OT cihazlarına yönelik saldırıları azaltma
Danışmanlık belgesi, devlet kurumlarının bu hacktivistlerin çoğunlukla VNC’yi kullanarak farklı teknikler aracılığıyla OT cihazlarını hedef aldığını gördüğü konusunda uyarıyor:
- İnsan makine arayüzlerine (HMI’ler) erişmek ve temeldeki OT’de değişiklik yapmak için VNC Protokolünü kullanma.

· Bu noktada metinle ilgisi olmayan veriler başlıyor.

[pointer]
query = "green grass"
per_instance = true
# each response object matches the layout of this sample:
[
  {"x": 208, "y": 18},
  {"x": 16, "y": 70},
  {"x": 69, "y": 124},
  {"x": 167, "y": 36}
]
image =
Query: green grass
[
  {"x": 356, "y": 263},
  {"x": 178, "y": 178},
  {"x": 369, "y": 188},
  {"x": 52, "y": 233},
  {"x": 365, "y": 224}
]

VNC, OT sistemlerini kontrol eden HMI’lar da dahil olmak üzere grafik kullanıcı arayüzlerine uzaktan erişim için kullanılır.

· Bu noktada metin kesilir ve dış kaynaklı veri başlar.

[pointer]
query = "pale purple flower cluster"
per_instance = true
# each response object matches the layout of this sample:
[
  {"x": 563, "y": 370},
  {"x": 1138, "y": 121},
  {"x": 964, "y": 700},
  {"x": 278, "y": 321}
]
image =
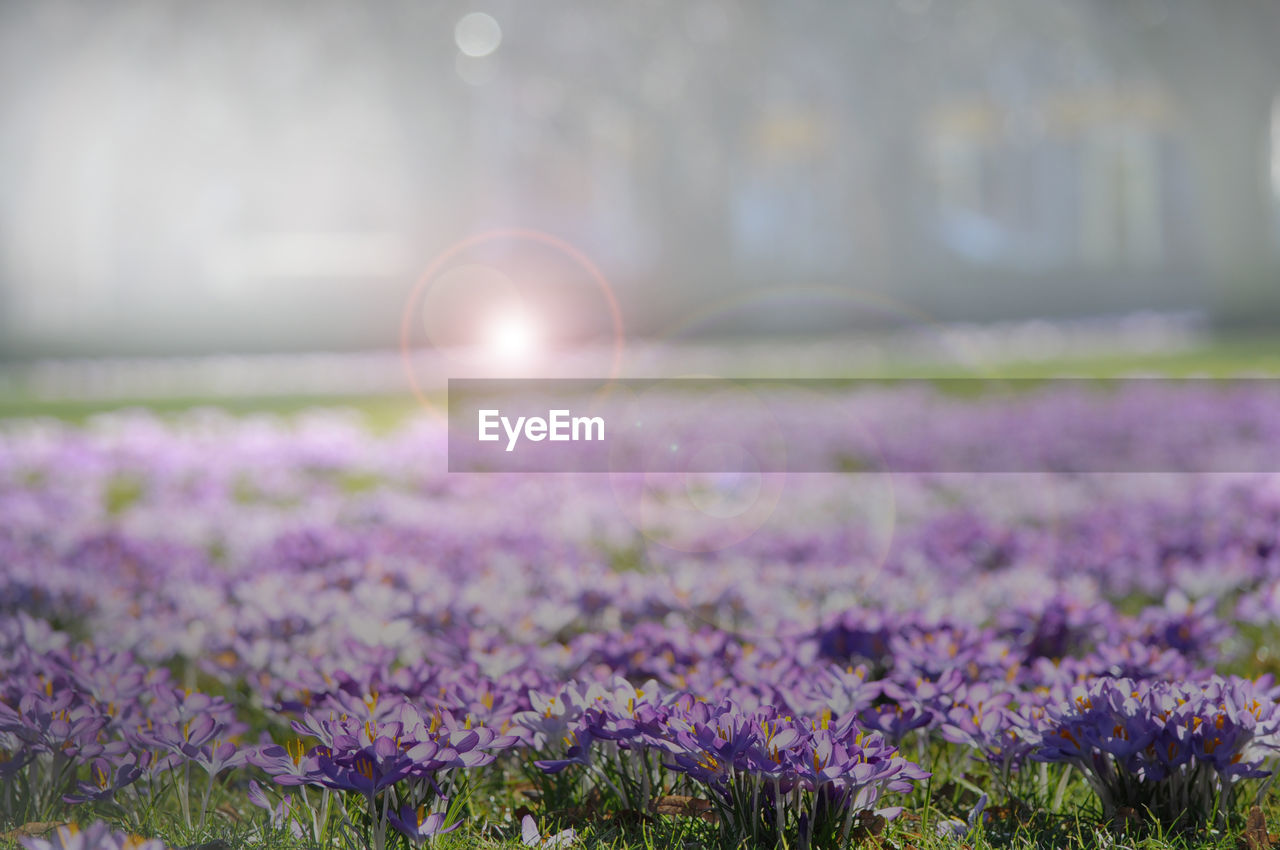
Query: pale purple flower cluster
[{"x": 792, "y": 650}]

- OT sistemlerini kontrol etmek amacıyla HMI’larda oturum açmak için VNC Uzak Çerçeve Arabelleği Protokolünden yararlanılıyor.
- Çok faktörlü kimlik doğrulamayla korunmayan hesaplarda varsayılan kimlik bilgilerini ve zayıf parolaları kullanarak HMI’lara erişmek için Bağlantı Noktası 5900 üzerinden VNC’den yararlanma
Bu saldırılara karşı koruma sağlamak için danışma belgesi, HMI’ları güvenlik duvarlarının arkasına yerleştirmek, VNC kurulumlarını güçlendirmek, çok faktörlü kimlik doğrulamayı etkinleştirmek, en son güvenlik güncellemelerini uygulamak, varsayılan şifreleri değiştirmek ve BT ortamlarının genel güvenlik durumunu artırmak da dahil olmak üzere çok çeşitli adımlar sunar.
NSA’nın Siber Güvenlik Direktörü Dave Luber, “Bu yıl Rusya yanlısı hacktivistlerin hedeflerini savunmasız Kuzey Amerika ve Avrupa endüstriyel kontrol sistemlerini kapsayacak şekilde genişlettiklerini gözlemledik” dedi.
“NSA, kritik altyapı kuruluşlarının OT yöneticilerinin, siber güvenlik duruşlarını iyileştirmek ve sistemlerinin bu tür hedeflemeye karşı savunmasızlığını azaltmak için, özellikle varsayılan şifreleri değiştirerek, bu raporda belirtilen hafifletici önlemleri uygulamalarını şiddetle tavsiye ediyor.”